The surveys were designed using Google Forms^® and the survey link was sent by email to students [27]. Two reminders were subsequently sent to the students to encourage their participation.

A total of 460 students were surveyed and the number of responses reached 85 representing a response rate of 18.5%. Among the respondents, 18 students did not use SRS and, hence, were excluded from the next survey sections.

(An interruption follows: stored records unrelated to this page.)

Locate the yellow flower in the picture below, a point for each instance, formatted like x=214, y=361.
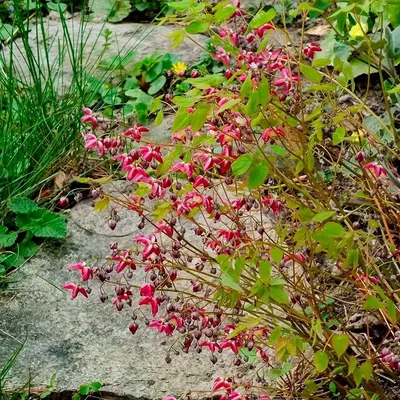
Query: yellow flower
x=179, y=68
x=358, y=31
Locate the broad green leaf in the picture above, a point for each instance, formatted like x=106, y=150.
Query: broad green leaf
x=177, y=38
x=111, y=10
x=366, y=369
x=197, y=27
x=257, y=175
x=242, y=164
x=265, y=271
x=182, y=120
x=199, y=116
x=157, y=85
x=311, y=73
x=204, y=82
x=338, y=135
x=264, y=91
x=23, y=205
x=279, y=294
x=261, y=18
x=333, y=229
x=322, y=216
x=372, y=303
x=321, y=361
x=340, y=343
x=7, y=239
x=43, y=223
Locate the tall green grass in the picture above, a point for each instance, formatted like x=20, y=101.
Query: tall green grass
x=40, y=112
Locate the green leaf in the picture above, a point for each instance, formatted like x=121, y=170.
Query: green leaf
x=204, y=82
x=96, y=386
x=261, y=18
x=265, y=271
x=265, y=93
x=246, y=87
x=111, y=10
x=257, y=175
x=311, y=73
x=366, y=370
x=84, y=390
x=6, y=31
x=333, y=229
x=242, y=164
x=159, y=118
x=276, y=255
x=338, y=135
x=26, y=248
x=157, y=85
x=43, y=223
x=7, y=239
x=199, y=116
x=182, y=120
x=180, y=6
x=197, y=27
x=223, y=14
x=340, y=343
x=226, y=280
x=321, y=361
x=278, y=293
x=23, y=205
x=322, y=216
x=352, y=364
x=60, y=7
x=372, y=303
x=177, y=38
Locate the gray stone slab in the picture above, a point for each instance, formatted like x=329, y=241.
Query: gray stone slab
x=84, y=340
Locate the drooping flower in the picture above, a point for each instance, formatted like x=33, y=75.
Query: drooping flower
x=310, y=49
x=87, y=273
x=377, y=169
x=358, y=30
x=271, y=132
x=75, y=290
x=136, y=132
x=179, y=68
x=151, y=246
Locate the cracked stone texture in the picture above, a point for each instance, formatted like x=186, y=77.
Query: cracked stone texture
x=144, y=39
x=84, y=340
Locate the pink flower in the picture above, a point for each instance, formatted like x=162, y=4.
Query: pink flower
x=137, y=174
x=377, y=169
x=184, y=168
x=151, y=246
x=87, y=273
x=222, y=55
x=221, y=383
x=286, y=80
x=147, y=292
x=90, y=141
x=211, y=345
x=162, y=226
x=149, y=153
x=136, y=132
x=75, y=290
x=271, y=132
x=261, y=30
x=201, y=181
x=310, y=49
x=89, y=118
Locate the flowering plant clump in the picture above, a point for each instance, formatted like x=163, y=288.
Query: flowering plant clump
x=265, y=224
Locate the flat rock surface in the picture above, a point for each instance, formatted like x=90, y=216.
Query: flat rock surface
x=89, y=41
x=84, y=340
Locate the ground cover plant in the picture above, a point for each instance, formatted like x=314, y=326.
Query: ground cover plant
x=40, y=131
x=270, y=219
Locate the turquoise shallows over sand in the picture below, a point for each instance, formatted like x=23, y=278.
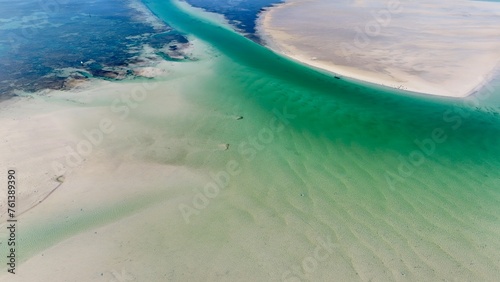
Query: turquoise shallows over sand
x=440, y=218
x=405, y=187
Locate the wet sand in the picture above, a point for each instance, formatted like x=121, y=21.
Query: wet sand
x=441, y=48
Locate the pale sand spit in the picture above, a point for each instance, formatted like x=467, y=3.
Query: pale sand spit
x=446, y=48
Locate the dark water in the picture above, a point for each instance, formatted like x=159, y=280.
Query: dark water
x=241, y=13
x=39, y=37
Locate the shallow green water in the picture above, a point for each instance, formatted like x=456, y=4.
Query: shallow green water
x=346, y=165
x=349, y=165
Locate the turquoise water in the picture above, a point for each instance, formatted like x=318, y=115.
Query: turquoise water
x=404, y=186
x=350, y=165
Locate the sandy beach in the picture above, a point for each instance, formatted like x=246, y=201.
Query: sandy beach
x=237, y=164
x=440, y=48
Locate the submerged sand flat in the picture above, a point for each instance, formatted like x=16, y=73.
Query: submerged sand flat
x=433, y=47
x=309, y=200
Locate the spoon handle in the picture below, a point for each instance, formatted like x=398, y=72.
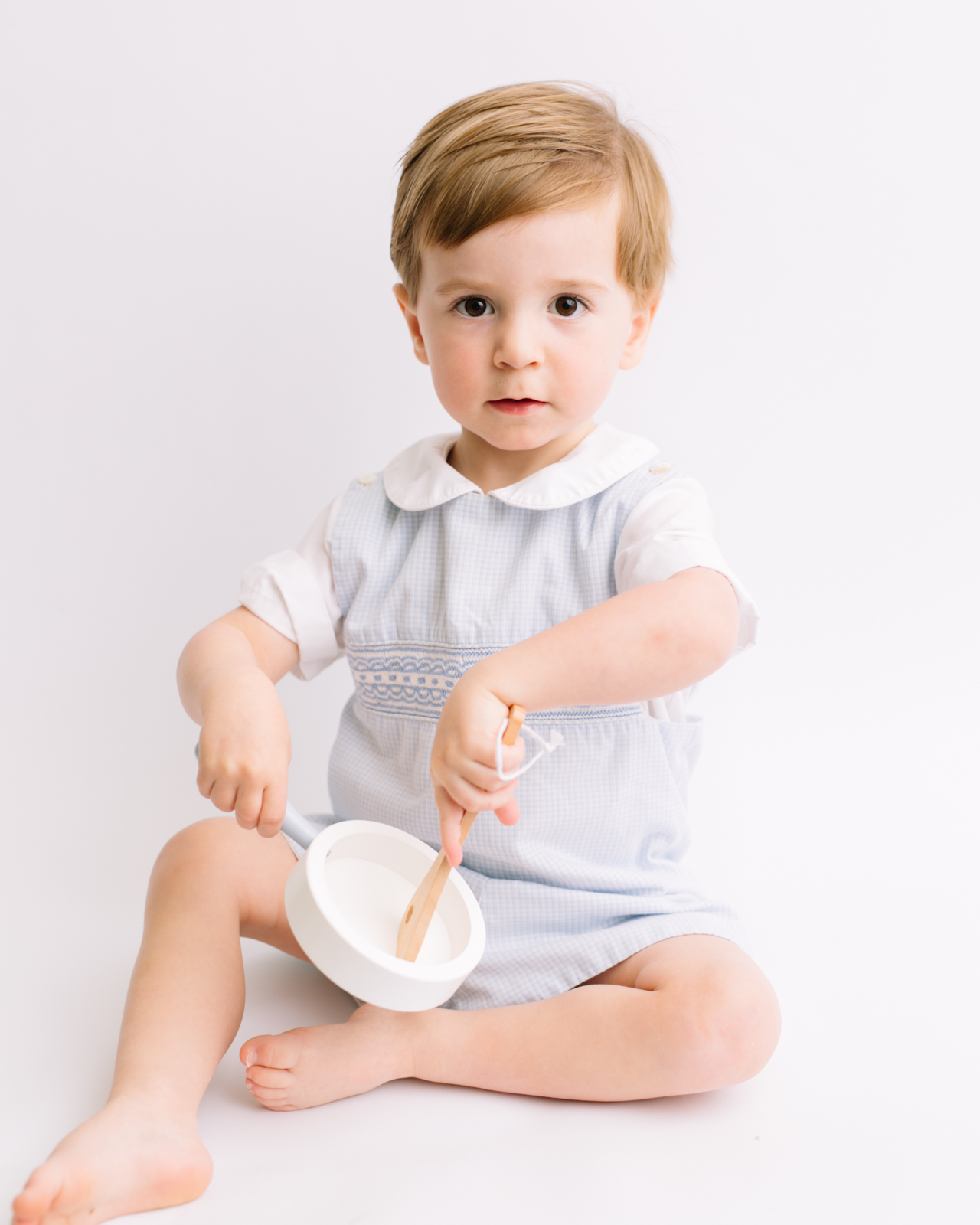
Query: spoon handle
x=424, y=900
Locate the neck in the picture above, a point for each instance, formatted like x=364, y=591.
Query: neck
x=492, y=469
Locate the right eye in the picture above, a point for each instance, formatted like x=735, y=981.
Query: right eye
x=473, y=308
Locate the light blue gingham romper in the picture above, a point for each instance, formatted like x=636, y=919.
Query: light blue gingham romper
x=592, y=871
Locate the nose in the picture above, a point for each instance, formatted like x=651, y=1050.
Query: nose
x=518, y=342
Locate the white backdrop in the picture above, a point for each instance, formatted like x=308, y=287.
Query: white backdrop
x=199, y=347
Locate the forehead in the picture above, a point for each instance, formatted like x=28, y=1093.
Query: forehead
x=565, y=245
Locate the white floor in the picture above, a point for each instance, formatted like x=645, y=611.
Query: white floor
x=863, y=1115
x=802, y=1143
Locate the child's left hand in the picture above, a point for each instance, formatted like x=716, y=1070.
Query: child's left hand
x=463, y=767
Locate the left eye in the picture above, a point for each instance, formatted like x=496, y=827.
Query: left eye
x=567, y=306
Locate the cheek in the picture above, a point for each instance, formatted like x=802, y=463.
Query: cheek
x=590, y=363
x=455, y=361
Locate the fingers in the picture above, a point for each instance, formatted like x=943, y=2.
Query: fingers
x=256, y=804
x=508, y=814
x=273, y=810
x=450, y=818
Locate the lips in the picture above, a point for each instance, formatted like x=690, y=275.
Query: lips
x=518, y=407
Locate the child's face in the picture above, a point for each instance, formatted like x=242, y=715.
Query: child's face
x=526, y=324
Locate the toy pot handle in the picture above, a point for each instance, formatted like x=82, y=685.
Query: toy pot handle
x=294, y=824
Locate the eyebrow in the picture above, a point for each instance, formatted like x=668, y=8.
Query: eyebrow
x=473, y=287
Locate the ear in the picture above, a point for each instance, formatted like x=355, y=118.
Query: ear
x=640, y=330
x=412, y=318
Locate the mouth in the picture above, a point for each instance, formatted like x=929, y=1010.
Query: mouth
x=518, y=407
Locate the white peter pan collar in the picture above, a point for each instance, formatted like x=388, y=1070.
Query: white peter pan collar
x=420, y=478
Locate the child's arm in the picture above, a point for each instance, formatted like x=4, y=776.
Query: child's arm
x=645, y=643
x=227, y=678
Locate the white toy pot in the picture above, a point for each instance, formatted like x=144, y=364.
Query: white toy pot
x=345, y=900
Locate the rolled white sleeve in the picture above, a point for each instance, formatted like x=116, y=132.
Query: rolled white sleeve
x=669, y=531
x=294, y=592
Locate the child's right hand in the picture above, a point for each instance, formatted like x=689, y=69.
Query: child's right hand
x=227, y=678
x=244, y=753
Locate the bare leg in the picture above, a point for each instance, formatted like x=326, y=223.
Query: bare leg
x=212, y=884
x=684, y=1016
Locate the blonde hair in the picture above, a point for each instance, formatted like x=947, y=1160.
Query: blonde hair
x=528, y=149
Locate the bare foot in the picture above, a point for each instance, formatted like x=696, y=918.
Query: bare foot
x=309, y=1067
x=126, y=1159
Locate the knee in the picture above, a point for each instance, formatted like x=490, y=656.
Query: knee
x=734, y=1029
x=196, y=849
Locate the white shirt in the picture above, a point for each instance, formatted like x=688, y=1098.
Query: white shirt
x=668, y=531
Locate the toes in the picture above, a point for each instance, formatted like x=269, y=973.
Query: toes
x=273, y=1099
x=271, y=1053
x=270, y=1078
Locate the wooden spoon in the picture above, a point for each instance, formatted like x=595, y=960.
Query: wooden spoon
x=423, y=906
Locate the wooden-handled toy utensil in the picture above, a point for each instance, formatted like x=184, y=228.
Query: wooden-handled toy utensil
x=423, y=906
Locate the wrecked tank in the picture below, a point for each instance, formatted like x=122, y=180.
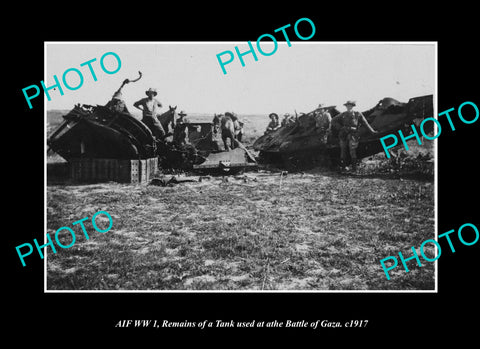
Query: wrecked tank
x=300, y=144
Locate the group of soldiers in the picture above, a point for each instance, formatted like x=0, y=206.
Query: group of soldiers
x=347, y=124
x=150, y=107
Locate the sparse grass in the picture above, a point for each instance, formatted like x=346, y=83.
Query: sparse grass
x=315, y=232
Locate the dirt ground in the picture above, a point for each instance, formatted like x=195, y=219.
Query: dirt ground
x=256, y=231
x=262, y=230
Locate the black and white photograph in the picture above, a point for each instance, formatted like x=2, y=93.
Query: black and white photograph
x=207, y=171
x=244, y=181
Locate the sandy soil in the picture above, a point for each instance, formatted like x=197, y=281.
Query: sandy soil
x=257, y=231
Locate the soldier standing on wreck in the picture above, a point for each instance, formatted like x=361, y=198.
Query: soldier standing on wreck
x=348, y=124
x=149, y=107
x=323, y=122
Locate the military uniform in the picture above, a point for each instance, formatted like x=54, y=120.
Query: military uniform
x=323, y=121
x=150, y=108
x=348, y=124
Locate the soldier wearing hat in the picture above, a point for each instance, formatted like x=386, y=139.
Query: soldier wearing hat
x=348, y=124
x=150, y=107
x=273, y=124
x=323, y=122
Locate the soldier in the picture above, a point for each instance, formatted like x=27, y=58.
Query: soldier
x=348, y=124
x=182, y=119
x=273, y=124
x=149, y=107
x=180, y=133
x=238, y=126
x=323, y=122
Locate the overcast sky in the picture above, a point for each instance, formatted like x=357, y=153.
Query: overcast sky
x=293, y=78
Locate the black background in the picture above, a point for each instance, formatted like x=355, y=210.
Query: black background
x=450, y=313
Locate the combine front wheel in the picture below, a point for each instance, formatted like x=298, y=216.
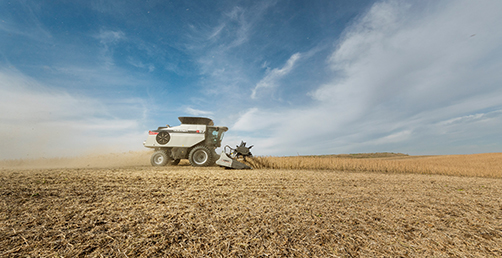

2.5. Ethical Considerations

The research tool (student survey) was revised and approved by the Standing Committee for Scientific Research Ethics (Ref No. KSU-HE-22-772). Retrospective analyses of student scores and feedback were collected as part of normal assessment during the course. Informed consent was obtained from surveyed students electronically. The student survey included a pre-statement that the survey was anonymous.

2.6. Data Analysis

The current study data were mainly analyzed using the Python programing language (version 3.9.13) within Jupyter Notebook (Anaconda 3 version 23.1.0). In addition, the following packages, namely, numpy, pandas, matplotlib, seaborn, statannotations, itertools were utilized for data presentation, grouping, validation, data frame manipulation, and visualization. The normality of the data was assessed by Shapiro–Wilk and Kolmogorov–Smirnov tests (Scipy.stats python packages) [28].

2.6.1. Sampling

The preliminary testing of the data revealed a very large difference in sample sizes between the SRS and the control groups (Figure 2E). The thorough investigation revealed that this deviation was mainly due to two large-sized courses, namely, AL-WS and EL-1 (n = 3349 students/109 sections and 1227 students/30 sections, respectively). In these two courses, the number of students in the control groups was ≈158 and 42-fold compared to their counterpart SRS group, respectively. This caused misleading calculation of the overall average score of each study subgroup and increased the risk of type 1 error when analyzing the overall effects of study variables due to the unbalanced distribution of students according to potential confounding factors (unequal number of SRS/control in each course). To solve this limitation, random sampling from the collected raw data was conducted (

Table 2. Study mapping of student distribution according to different subcategories (raw vs. sampled data).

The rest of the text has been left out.